NON: si le pouvoir adjudicateur entend laisser aux candidats la faculté de proposer eux-mêmes une date précise d'achèvement, il lui revient alors d'encadrer cette faculté, en fixant par exemple une date butoir ou une fourchette de dates possibles pour l'échéance du marché, sans que, compte tenu des critères de sélection des offres, il en résulte une incertitude telle qu'elle ne permette pas aux candidats de présenter utilement une offre.

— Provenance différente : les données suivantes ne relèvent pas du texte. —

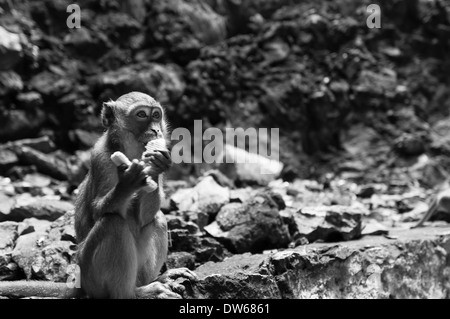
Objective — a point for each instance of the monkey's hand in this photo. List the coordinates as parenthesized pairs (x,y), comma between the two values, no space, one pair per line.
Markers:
(159,161)
(156,290)
(179,280)
(133,177)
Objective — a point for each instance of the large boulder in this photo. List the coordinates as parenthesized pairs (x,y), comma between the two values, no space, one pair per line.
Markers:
(414,265)
(39,207)
(10,49)
(253,226)
(329,223)
(202,202)
(248,168)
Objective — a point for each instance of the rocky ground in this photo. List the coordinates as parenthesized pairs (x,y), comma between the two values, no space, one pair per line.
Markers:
(363,116)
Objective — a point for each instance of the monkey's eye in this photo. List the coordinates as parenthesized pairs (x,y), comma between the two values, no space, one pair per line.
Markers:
(142,114)
(156,115)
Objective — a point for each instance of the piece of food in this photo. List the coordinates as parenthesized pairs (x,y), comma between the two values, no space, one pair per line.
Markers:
(118,158)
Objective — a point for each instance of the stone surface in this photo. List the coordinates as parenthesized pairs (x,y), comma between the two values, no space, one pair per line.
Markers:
(162,82)
(252,226)
(31,225)
(180,260)
(203,201)
(42,144)
(10,49)
(47,164)
(41,208)
(329,223)
(248,168)
(414,265)
(8,236)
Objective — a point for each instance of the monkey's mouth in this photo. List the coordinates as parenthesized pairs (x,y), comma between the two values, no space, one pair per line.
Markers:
(147,137)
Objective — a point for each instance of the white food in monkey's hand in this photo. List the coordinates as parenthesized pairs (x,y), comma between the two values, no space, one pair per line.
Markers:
(118,158)
(156,144)
(153,146)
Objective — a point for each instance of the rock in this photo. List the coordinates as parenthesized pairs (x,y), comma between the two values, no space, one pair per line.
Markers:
(203,201)
(135,8)
(10,49)
(185,237)
(6,204)
(247,168)
(63,229)
(40,208)
(180,260)
(42,144)
(200,24)
(369,268)
(6,188)
(239,277)
(7,159)
(8,268)
(34,184)
(164,83)
(208,249)
(87,43)
(10,82)
(27,249)
(31,225)
(8,236)
(253,226)
(20,124)
(84,138)
(52,84)
(53,262)
(220,179)
(329,223)
(410,144)
(241,195)
(430,172)
(45,163)
(30,100)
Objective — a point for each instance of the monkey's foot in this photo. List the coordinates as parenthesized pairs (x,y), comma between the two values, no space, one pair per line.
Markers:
(156,290)
(179,280)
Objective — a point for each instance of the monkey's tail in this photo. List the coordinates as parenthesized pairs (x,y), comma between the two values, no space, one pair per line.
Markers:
(42,289)
(431,211)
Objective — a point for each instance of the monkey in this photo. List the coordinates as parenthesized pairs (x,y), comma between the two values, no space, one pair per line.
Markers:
(440,202)
(120,229)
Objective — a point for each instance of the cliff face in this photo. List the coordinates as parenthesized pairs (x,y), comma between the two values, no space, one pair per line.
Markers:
(312,68)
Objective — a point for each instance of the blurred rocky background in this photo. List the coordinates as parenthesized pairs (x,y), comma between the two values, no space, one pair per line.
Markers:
(364,118)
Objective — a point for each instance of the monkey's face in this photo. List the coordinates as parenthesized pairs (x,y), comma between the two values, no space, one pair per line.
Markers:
(144,121)
(137,114)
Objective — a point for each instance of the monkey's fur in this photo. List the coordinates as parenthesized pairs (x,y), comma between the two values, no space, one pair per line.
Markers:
(122,233)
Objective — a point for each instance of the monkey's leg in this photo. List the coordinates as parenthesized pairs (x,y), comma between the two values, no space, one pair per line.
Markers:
(108,260)
(152,246)
(152,251)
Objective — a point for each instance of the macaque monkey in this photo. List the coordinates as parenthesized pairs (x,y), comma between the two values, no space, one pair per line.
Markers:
(122,233)
(440,202)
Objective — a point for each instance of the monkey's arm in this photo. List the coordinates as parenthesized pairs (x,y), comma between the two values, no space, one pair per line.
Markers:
(112,195)
(43,289)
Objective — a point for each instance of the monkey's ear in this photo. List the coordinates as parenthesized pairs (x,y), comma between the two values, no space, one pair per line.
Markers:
(108,114)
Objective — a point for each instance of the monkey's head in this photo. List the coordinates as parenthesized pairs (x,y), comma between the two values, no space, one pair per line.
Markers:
(135,116)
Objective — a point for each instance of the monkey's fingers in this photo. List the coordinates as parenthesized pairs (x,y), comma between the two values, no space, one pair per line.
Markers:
(119,159)
(160,161)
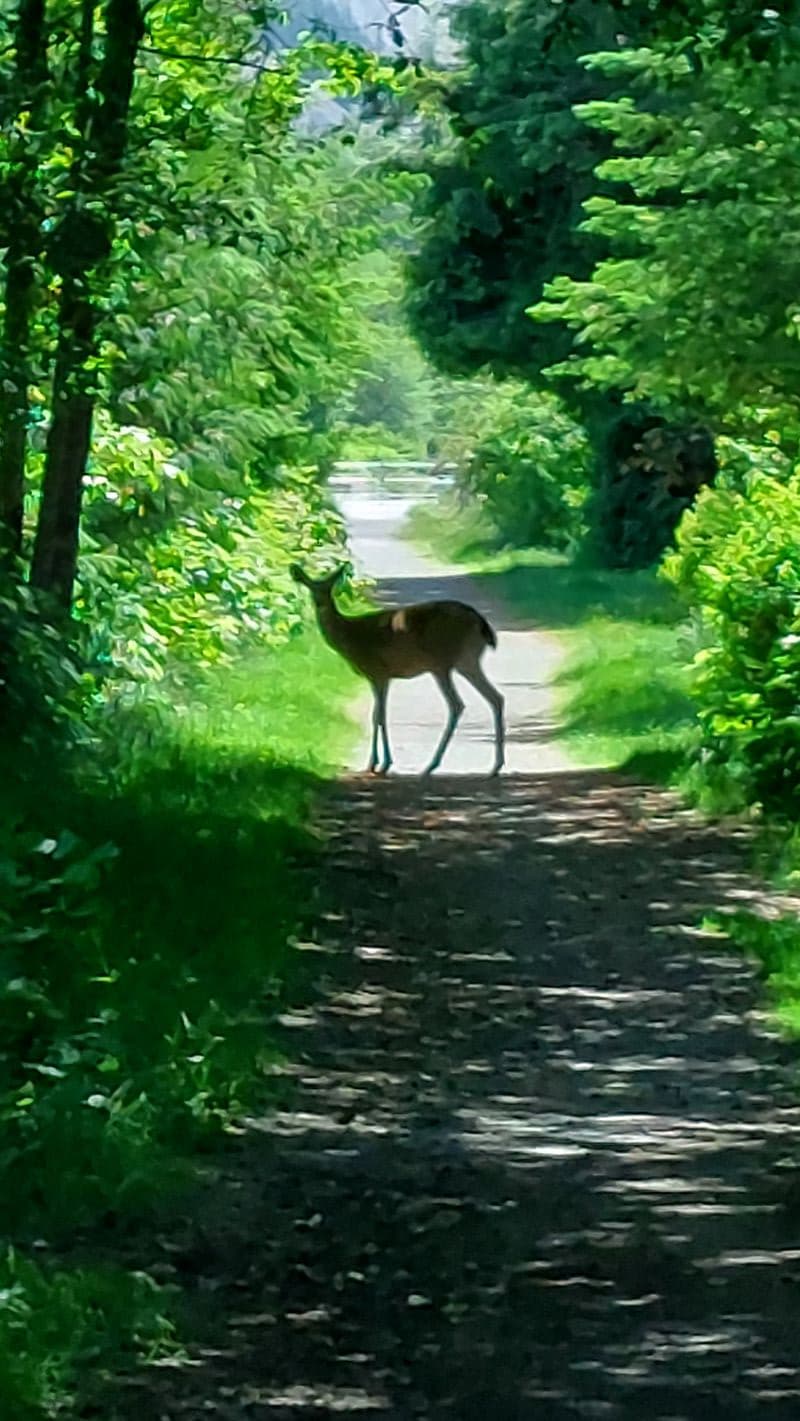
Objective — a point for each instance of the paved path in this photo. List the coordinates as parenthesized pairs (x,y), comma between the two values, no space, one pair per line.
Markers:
(537,1157)
(523,667)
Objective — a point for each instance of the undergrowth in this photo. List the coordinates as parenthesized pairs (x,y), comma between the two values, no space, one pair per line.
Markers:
(149,885)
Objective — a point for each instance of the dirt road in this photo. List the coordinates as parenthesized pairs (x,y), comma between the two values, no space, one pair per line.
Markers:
(523,667)
(539,1158)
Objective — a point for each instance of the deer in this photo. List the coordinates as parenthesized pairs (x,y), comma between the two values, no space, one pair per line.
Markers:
(400,643)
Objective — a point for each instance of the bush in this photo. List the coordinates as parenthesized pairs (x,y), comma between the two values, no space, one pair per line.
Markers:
(532,469)
(738,563)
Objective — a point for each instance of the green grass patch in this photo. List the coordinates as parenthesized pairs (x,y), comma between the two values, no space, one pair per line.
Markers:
(775,947)
(624,687)
(148,897)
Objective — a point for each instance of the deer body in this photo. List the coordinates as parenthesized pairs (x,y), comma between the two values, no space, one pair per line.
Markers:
(400,643)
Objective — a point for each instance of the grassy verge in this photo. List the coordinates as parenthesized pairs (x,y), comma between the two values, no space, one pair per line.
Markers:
(147,903)
(624,687)
(773,945)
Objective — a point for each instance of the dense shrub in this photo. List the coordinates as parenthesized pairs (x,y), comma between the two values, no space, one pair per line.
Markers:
(530,468)
(738,563)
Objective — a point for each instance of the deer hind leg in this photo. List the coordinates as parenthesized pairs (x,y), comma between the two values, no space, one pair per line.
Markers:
(455,704)
(380,694)
(473,672)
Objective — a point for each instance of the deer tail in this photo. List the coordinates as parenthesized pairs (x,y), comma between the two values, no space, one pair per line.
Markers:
(486,631)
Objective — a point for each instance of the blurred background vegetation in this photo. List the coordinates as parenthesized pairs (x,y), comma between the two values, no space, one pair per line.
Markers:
(549,247)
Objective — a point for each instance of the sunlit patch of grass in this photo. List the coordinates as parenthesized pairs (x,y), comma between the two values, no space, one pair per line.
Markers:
(624,691)
(773,944)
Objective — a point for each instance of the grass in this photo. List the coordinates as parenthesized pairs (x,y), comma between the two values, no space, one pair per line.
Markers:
(624,687)
(148,897)
(773,945)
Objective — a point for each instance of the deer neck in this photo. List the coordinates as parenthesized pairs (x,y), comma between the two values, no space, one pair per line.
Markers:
(331,624)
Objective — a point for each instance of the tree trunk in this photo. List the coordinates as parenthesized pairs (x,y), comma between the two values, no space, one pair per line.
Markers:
(24,245)
(87,240)
(56,550)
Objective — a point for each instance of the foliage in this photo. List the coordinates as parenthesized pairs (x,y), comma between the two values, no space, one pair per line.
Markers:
(775,945)
(738,562)
(532,469)
(503,219)
(53,1325)
(699,209)
(135,1015)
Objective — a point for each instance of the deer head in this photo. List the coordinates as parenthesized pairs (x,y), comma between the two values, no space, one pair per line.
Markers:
(321,587)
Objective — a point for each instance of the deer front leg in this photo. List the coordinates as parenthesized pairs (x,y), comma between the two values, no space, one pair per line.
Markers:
(387,763)
(373,765)
(380,731)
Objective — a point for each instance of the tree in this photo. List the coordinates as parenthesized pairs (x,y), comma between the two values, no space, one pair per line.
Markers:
(24,120)
(505,218)
(696,304)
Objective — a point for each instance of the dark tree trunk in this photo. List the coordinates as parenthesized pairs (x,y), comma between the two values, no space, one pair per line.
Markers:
(87,240)
(24,245)
(56,550)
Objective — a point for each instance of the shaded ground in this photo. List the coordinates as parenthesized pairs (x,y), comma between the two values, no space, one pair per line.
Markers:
(539,1150)
(534,1160)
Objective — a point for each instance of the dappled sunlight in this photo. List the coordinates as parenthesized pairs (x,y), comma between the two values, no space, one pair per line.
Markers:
(533,1150)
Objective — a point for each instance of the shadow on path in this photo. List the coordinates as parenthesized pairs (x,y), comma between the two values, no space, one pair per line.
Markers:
(533,1158)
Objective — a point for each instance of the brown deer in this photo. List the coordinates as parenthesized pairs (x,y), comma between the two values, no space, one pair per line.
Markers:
(404,643)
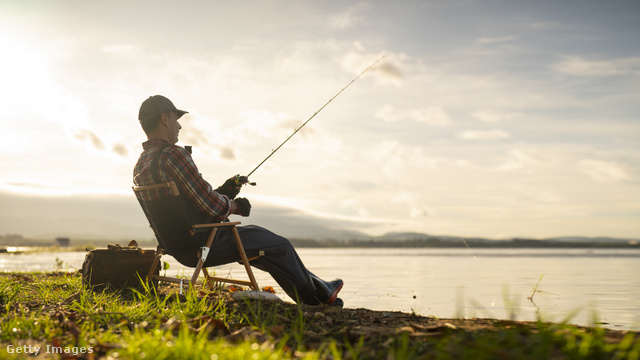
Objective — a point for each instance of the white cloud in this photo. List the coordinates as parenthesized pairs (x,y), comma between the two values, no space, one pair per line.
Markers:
(413,204)
(492,116)
(493,40)
(387,70)
(519,160)
(396,158)
(355,205)
(348,18)
(486,135)
(120,49)
(578,66)
(540,195)
(603,171)
(432,115)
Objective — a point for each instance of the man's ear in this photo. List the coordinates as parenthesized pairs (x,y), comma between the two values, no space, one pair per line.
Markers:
(164,119)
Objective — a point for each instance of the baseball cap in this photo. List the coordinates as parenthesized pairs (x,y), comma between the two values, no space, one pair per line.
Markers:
(156,105)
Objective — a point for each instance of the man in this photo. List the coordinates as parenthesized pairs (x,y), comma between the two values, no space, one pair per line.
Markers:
(163,161)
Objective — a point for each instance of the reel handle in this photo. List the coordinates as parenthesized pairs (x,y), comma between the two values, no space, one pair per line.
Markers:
(242,180)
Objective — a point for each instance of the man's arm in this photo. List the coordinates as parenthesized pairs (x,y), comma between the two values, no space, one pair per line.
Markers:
(182,168)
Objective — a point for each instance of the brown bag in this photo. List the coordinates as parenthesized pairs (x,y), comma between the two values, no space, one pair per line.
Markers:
(117,267)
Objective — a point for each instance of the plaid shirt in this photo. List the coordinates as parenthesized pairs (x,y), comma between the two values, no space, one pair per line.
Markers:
(175,163)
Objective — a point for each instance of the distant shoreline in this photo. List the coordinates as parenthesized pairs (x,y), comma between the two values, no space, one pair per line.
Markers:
(33,246)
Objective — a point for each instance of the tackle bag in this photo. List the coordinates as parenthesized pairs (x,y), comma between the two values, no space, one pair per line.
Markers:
(117,267)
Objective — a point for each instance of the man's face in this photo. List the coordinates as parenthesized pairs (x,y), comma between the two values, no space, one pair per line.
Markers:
(173,126)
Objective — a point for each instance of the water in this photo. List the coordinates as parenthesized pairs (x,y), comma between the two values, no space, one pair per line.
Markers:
(585,286)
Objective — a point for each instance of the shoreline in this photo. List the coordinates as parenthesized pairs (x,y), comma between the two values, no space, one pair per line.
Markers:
(55,309)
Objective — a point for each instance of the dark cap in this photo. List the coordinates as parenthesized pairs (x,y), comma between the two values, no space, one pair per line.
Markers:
(155,106)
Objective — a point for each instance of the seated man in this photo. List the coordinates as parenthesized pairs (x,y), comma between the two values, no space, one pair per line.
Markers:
(163,161)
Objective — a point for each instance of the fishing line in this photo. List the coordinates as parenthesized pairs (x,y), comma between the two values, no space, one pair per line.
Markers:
(241,180)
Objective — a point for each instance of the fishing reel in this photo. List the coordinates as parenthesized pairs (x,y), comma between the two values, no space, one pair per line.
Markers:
(243,180)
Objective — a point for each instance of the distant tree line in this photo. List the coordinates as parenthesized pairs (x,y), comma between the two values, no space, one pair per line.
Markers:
(452,243)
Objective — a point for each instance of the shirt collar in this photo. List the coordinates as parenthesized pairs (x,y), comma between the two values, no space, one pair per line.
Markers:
(154,143)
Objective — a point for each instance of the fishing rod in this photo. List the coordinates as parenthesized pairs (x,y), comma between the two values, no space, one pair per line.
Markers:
(241,180)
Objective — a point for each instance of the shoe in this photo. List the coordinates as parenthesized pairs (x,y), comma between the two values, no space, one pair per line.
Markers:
(334,288)
(338,303)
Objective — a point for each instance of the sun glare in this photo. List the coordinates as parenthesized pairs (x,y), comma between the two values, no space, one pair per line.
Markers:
(23,70)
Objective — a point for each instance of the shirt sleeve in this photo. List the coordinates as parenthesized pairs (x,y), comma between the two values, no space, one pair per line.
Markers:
(181,167)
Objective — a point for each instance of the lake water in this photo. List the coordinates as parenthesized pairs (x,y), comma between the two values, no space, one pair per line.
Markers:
(585,286)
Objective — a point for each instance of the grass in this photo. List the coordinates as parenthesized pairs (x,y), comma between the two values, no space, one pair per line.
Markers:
(54,312)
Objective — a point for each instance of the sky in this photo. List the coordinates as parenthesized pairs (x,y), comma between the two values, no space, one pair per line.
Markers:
(493,118)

Une commune a, par un avis d'appel public à la concurrence, lancé une procédure formalisée d'appel d'offres ouvert pour l'attribution d'un marché public de services relatif à la réalisation d'études préalables pour la construction d'un pont de franchissement, sur son territoire, d'une rivière. Une société, candidate évincée, a saisi le juge des référés sur le fondement des dispositions de l'article L.551-1 du code de justice administrative. Par l'ordonnance attaquée du 21 décembre 2010, le juge des référés du tribunal administratif de Saint-Denis a annulé la procédure de passation de ce marché. Aux termes de l'article 5 du code des marchés publics : « La nature et l'étendue des besoins à satisfaire sont déterminés avec précision avant tout appel à la concurrence (...) ». Ainsi, le pouvoir adjudicateur doit ainsi définir ses besoins avec suffisamment de précision pour permettre aux candidats de présenter une offre adaptée aux prestations attendues, compte tenu des moyens nécessaires pour les réaliser. Pour permettre l'élaboration de cette offre et pour en déterminer le prix, les candidats doivent disposer, notamment dans le cadre d'une procédure de passation formalisée ne permettant pas de négociation avec le pouvoir adjudicateur, d'informations relatives à la date d'achèvement du marché. Dans son arrêt en date du 1er juin 2011, le Conseil d'Etat considère que si le pouvoir adjudicateur entend laisser aux candidats la faculté de proposer eux-mêmes une date précise d'achèvement, il lui revient alors d'encadrer cette faculté, en fixant par exemple une date butoir ou une fourchette de dates possibles pour l'échéance du marché, sans que, compte tenu des critères de sélection des offres, il en résulte une incertitude telle qu'elle ne permette pas aux candidats de présenter utilement une offre. Ainsi le juge des référés n'a pas commis d'erreur de droit en jugeant que la commune avait manqué à ses obligations de publicité et de mise en concurrence en laissant la durée d'engagement à la totale appréciation des candidats.